「だめですか?実は描かなくても構わないんですが、もしよろしければ、あなたの思うようにメイクを決めていただいて、必要な化粧道具は全て用意してありますから」
温井朝岚はそう言いながら、山本綾音を案内して用意された化粧道具を見せた。
山本綾音は目を見開いて、これらの化粧道具を見つめた。全て新品で、しかも最高級のラグジュアリーブランドばかり。普段、人にメイクをする時には、こんな高価なものは使えなかった。
本当にこれらを使って、彼のメイクをしていいの?
そう考えると、突然わくわくしてきた。
そもそも温井朝岚の容姿や身長は、彼女の好みにぴったりで、撮影の内容や衣装も全て彼女が選んだもの。もしメイクまで彼女が手がけることができれば。
このフォトセッションは、まさに「完全に」彼女の作品になる!
彼女一人の作品に!
「もし私のメイクが下手だったとしても、責めないでくださいね」と、彼女は予め釘を刺した。
「わかりました」温井朝岚はあっさりと答えた。
山本綾音はようやく安心し、温井朝岚を化粧台の前に座らせ、メイクを始めた。
ベースメイク、シェーディング、そしてアイメイクに取り掛かる時、「目を閉じてください」と言った。

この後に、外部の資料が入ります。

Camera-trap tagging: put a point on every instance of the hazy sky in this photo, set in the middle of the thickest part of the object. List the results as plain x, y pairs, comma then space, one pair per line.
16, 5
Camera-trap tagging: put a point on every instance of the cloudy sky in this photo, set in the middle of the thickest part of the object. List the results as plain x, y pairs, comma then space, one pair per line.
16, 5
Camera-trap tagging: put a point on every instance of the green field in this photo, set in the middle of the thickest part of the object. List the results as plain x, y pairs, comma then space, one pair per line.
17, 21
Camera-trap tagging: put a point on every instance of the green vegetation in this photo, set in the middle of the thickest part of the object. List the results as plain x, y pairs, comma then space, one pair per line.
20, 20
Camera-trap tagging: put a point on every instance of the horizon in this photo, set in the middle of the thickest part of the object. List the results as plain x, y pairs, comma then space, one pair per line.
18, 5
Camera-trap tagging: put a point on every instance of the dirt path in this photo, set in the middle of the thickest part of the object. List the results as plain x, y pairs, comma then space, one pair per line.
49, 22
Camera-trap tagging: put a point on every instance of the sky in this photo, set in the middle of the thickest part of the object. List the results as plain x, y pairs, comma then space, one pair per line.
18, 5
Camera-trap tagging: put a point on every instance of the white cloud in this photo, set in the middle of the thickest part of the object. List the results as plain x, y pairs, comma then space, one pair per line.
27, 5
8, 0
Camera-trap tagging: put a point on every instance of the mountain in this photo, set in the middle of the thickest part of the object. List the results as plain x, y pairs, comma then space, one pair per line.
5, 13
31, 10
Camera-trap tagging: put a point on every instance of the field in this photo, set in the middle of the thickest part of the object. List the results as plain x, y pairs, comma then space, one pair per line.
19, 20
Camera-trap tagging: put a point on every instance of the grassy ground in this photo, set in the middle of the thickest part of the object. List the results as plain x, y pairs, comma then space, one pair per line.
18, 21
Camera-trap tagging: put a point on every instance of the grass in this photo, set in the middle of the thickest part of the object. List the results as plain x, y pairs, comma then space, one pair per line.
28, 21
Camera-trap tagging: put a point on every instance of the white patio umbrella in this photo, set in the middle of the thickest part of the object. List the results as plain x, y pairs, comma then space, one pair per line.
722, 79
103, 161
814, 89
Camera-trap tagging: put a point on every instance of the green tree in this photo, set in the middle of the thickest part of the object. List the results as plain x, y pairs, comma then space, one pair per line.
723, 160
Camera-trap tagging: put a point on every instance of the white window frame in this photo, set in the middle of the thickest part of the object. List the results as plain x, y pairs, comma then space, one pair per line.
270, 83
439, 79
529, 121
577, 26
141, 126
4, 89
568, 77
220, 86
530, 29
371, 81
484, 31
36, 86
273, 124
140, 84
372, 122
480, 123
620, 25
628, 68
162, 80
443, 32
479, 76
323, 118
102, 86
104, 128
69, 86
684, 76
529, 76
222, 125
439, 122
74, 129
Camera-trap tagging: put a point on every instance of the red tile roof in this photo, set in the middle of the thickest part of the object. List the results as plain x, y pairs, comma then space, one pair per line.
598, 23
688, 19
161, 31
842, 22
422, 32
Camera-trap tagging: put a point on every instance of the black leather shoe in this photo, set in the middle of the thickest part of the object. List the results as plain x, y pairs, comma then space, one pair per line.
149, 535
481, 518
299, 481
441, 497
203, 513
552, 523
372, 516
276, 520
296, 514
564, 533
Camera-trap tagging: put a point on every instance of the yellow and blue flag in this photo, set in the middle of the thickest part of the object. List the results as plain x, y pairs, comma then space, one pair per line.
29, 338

温井朝岚は素直に目を閉じた。山本綾音は扇のように長いまつげを見つめ、温井家の男性は、少なくとも容姿に関しては本当に抜きん出ていると感心せずにはいられなかった。
温井卿介もそうだし、温井朝岚もそう。
ただし、温井卿介の艶やかで冷たい美しさとは異なり、温井朝岚の美しさは、より優雅で優しい。時々、他人に対する彼の冷淡さや距離感を感じることはあっても、彼の優しさは人を簡単に魅了してしまうものだった。
山本綾音は慎重に温井朝岚のアイメイクを施していった。
彼の容姿は既に完璧だったので、メイクは薄めで、より自然な感じに仕上げることにした。アイメイクも爽やかな感じを選び、わずかな修正程度に留めた。
「はい、目を開けてください」と彼女が言うと、黒く長いまつげが軽く震え、ゆっくりと目が開かれた。
漆黒の瞳に、すぐさま彼女の顔が映り込んだ。
アイメイクの関係で、今は彼女が身を乗り出す姿勢で、温井朝岚の顔に近づいていた。